Sure, it sounds like a paradox.  The environmental movement has done a lot of good for the planet and for pollution.  But in the face of the greatest environmental threat of our time, the movement may be fundamentally ill-suited to tackle the climate crisis.

For most of its history, environmentalism has essentially been about stopping things, or at least slowing them down.  Whether it’s sprawling subdivisions, industrial development on sensitive habitat lands, or factories spewing pollution, environmentalists have mobilized support to prevent these projects from happening, or at least make them more efficient and therefore more expensive (think scrubbers on smokestacks or building efficiency codes).  The successes are undeniable: significantly cleaner air and water and the prevention of some environmentally destructive projects.

But when it comes to fighting climate change, a movement designed to stopping things is counter-productive.  We need the opposite dynamic, because our task now is to build our way toward reducing greenhouse gas emissions.  That means building a significant amount of new housing, services, and job centers in urbanized areas near transit; building renewable energy facilities both locally and in rural regions; building new rail and busways through developed cities and towns; and fostering a regulatory environment where innovation in clean technologies can take place without years of delay and uncertainty brought on by often well-intentioned environmental laws.

Unfortunately, the broader environmental movement has helped to stymie each of these efforts.  Whether it’s resistance to loosening environmental review and land use requirements in infill areas, Clean Air Act impediments to on-farm renewables, or permitting processes for renewable energy projects, the movement has been schizophrenic at best, counter-productive at worst.

To be sure, there are many environmental advocates and groups that are deeply committed to building these kinds of projects.  And there are often reasonable disputes involving alternatives and opportunities for local mitigation.  But the movement is organizationally and culturally built on an agenda of local resistance to building things.  As a result, environmentalists have largely failed to articulate a compelling, progressive agenda for fighting climate change.  While we see bits and pieces, such as local visions for infill development and reports on clean and local energy systems for select cities, as a whole, the movement lacks leadership and vision to make a case to the public about what needs to be done to dramatically reduce our carbon footprint.

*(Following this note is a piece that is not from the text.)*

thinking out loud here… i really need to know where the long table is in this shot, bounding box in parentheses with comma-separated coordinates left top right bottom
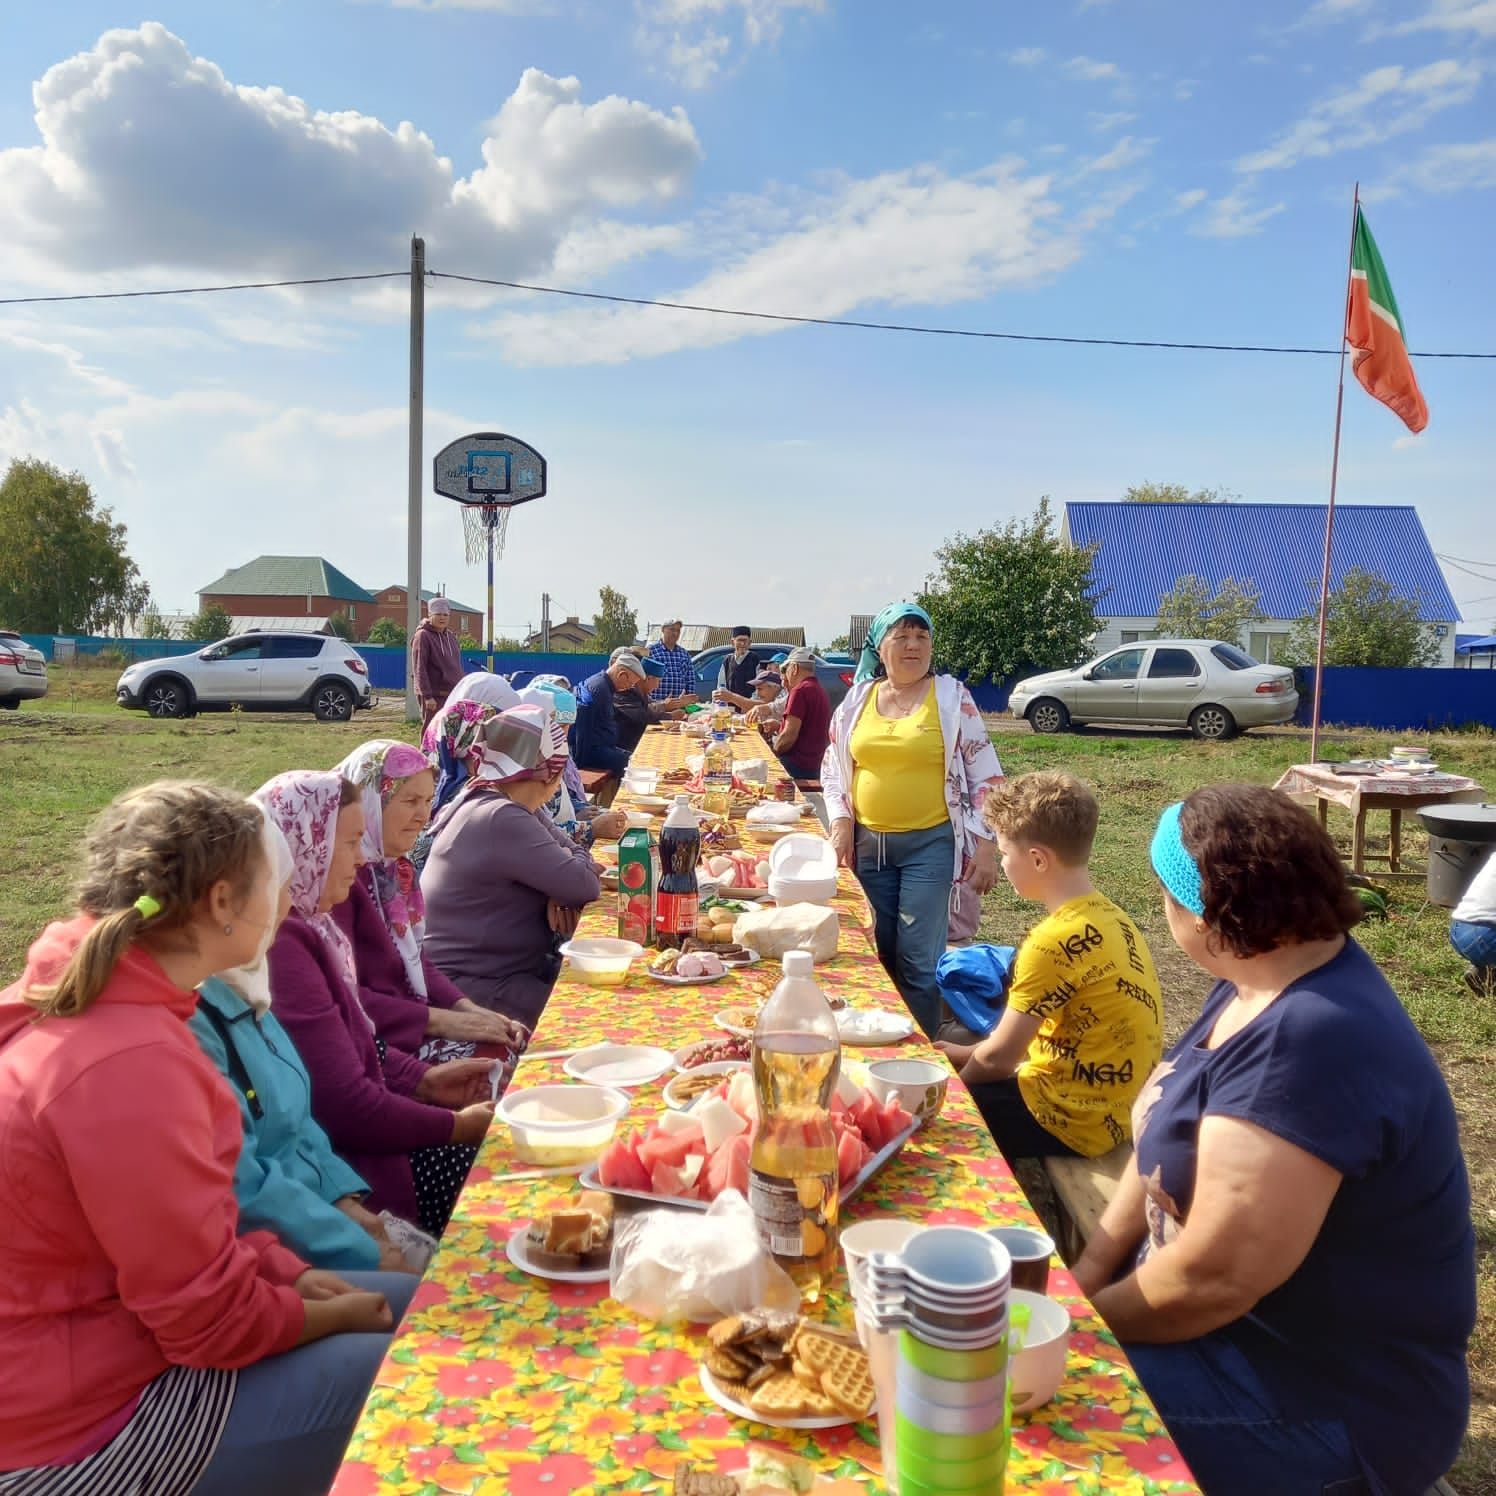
(334, 727, 1199, 1495)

Ironically, in this leadership void, members of the business community have now become some of the leading voices for fighting climate change.  Infill real estate developers, clean tech innovators and installers, and even car companies are now doing more to advance a low-carbon agenda than many environmentalists.  In some cases, you’re more likely to see climate change leadership from Silicon Valley venture capitalists then you are from some of our most respected environmental institutions.

 

Perhaps this outcome is not terrible.  After all, the case for fighting climate change is about economic growth: doing more with fewer resources and developing and harnessing our local, sustainable resources.

But businesses will tend to push their narrow economic agenda.  We still need environmental leaders who can make the case to the public and to decision-makers that there is a positive, over-arching vision for fighting climate change.  We can provide citizens with better and more convenient housing options, we can end our dependence on large electric utilities and oil and gas companies and instead spend that money locally, we can clean our air and water and stop wasting finite resources, and we can feel positive about the prospects for preserving our standard of living for future generations.

But to make these arguments, the environmental movement may need to eat some sacred cows.  Individuals may need to make sacrifices about the kind of projects that get built in their community, whether it’s a wind turbine, a new bus or railway, or a multifamily housing unit.  We may need to pay more upfront to modernize our electric grid and invest in new technologies.  But at the end of the day, we – and the planet – will be better for it.  It’s time the environmental movement made that case.